Some people sell milk for a living. I make my living from these robots. I may not have spent my entire life building industrial automation, but certainly more than a few years. People are free to question my judgement, call me an idiot, a liar, spit on me, ignore me, etc, etc, etc, but please have some courtesy and don't do it automatically and immediately. I feel like I'm a hippie trying to convince the president that going to war in Iraq is a bad idea with the feedback I'm getting!
"Very good, now set up your enables like they should be and your fault signals like they should be "
and other stuff like
Dont understand this, if you are meaning the SmoothStepper could develop a fault and then send an axis or two or three going wildly out of control then please tell me how the chargepump would stop this happening?"and better yet
Please give an example of where the chargepump would come into effect with regards mach and then why this would not be the case with the SmoothStepper.Trust me when I say I've been on Warp9's web site and downloaded the absolute latest version of everything I could after I discovered this problem, only to discover that I already had the latest version of everything.
As far as implementing a dead man switch, watchdog timer, charge pump, whatever, I KNOW it can be done. There's a little blinky LED on the Smoothstepper that's just blinking like mad when it's happy.

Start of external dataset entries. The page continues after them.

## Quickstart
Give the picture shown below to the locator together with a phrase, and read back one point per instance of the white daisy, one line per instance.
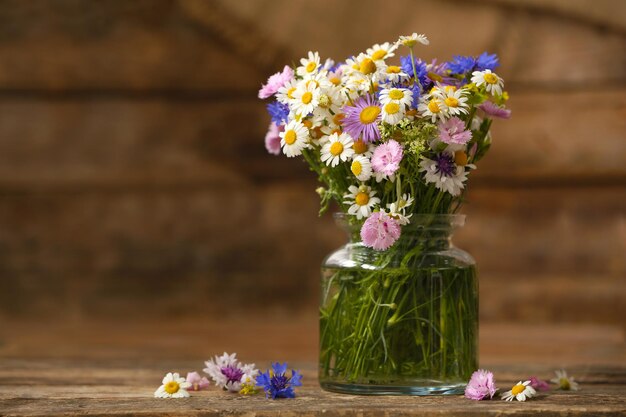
(493, 83)
(173, 386)
(361, 167)
(306, 98)
(361, 200)
(337, 148)
(392, 113)
(520, 392)
(397, 95)
(229, 373)
(413, 39)
(564, 382)
(309, 65)
(294, 138)
(444, 173)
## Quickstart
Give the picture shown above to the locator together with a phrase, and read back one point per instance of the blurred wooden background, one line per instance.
(134, 182)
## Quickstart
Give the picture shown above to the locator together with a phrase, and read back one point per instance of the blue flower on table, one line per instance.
(277, 384)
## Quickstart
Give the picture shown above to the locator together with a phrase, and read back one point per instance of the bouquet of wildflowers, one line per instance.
(387, 140)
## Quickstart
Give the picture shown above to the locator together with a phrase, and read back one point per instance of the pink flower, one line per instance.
(380, 231)
(272, 139)
(275, 82)
(453, 132)
(481, 385)
(494, 110)
(197, 382)
(386, 158)
(539, 384)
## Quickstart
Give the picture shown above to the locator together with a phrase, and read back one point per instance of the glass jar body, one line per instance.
(400, 321)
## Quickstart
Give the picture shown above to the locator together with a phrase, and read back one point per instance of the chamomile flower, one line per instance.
(564, 382)
(402, 96)
(361, 200)
(294, 138)
(306, 98)
(411, 40)
(173, 386)
(520, 392)
(337, 148)
(493, 84)
(361, 167)
(444, 173)
(308, 66)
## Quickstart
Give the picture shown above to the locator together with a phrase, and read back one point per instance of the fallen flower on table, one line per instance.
(173, 386)
(229, 373)
(539, 384)
(481, 385)
(197, 382)
(520, 392)
(564, 382)
(277, 384)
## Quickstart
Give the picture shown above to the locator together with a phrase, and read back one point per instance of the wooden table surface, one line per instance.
(108, 368)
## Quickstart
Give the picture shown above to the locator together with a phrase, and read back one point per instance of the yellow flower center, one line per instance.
(362, 198)
(519, 388)
(396, 94)
(392, 108)
(359, 146)
(460, 158)
(451, 102)
(290, 137)
(369, 114)
(491, 78)
(172, 387)
(336, 148)
(367, 66)
(380, 54)
(433, 106)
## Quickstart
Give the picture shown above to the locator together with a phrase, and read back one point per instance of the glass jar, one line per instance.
(403, 321)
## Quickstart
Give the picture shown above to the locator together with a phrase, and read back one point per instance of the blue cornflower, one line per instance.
(278, 385)
(487, 61)
(279, 112)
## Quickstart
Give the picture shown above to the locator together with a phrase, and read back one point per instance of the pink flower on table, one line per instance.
(275, 82)
(272, 138)
(481, 385)
(539, 384)
(453, 131)
(386, 158)
(197, 382)
(380, 231)
(494, 110)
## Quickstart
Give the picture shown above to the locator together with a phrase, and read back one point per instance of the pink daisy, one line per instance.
(386, 158)
(272, 139)
(481, 386)
(380, 231)
(361, 119)
(492, 109)
(275, 82)
(453, 131)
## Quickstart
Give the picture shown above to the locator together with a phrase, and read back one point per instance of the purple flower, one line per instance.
(481, 385)
(361, 119)
(494, 110)
(272, 139)
(380, 231)
(452, 131)
(539, 384)
(275, 82)
(386, 158)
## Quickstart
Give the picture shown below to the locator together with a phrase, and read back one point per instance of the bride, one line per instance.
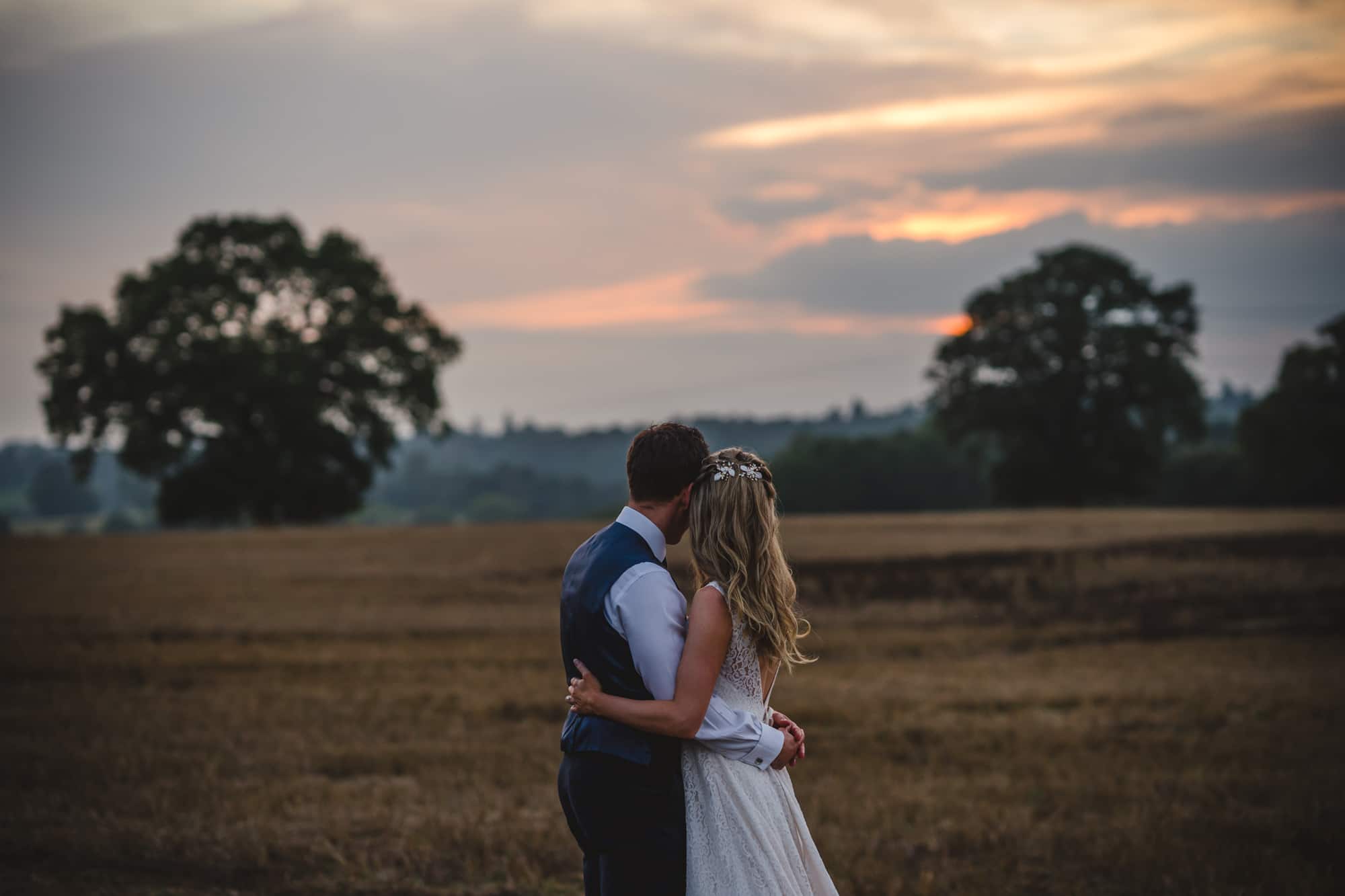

I firmly believe that any charge pump and safety circuit should be totally independent of all other boards, and totally analog, and barely keeping its head above water in regards to remaining turned on from the pulse train. Safety is important, and if you think you can ignore it even on your little piss-ant nema-23 hobby mill or CNC dremel built out of MDF, think again. On top of it all, you have to have those hard, non-computerized stops built in too. Put guards around things and places that can pinch, poke, or crush to a pulp, keep your hands out of the way, use two-hand logic on machines, wear your safety glasses, don't work on stuff when it's live, and don't stick your fingers in places that they shouldn't go. The Mach3 manual preaches about it, and so will I. When you ignore these things, you'll end up like the last guys I saw - One machine, a nice, cheap Chinese tube filling and sealing machine. Granted, the guys on the production floor are idiots, but this machine chopped off two fingers in one week, and the following Tuesday, chopped off a third. I should give credit where credit is due, and note that this
wasn't the same person getting more and more fingers cut off. The problem finally got tracked down - no interlocks, badly placed sensors, and generally a poorly thought out or poorly implemented safety system.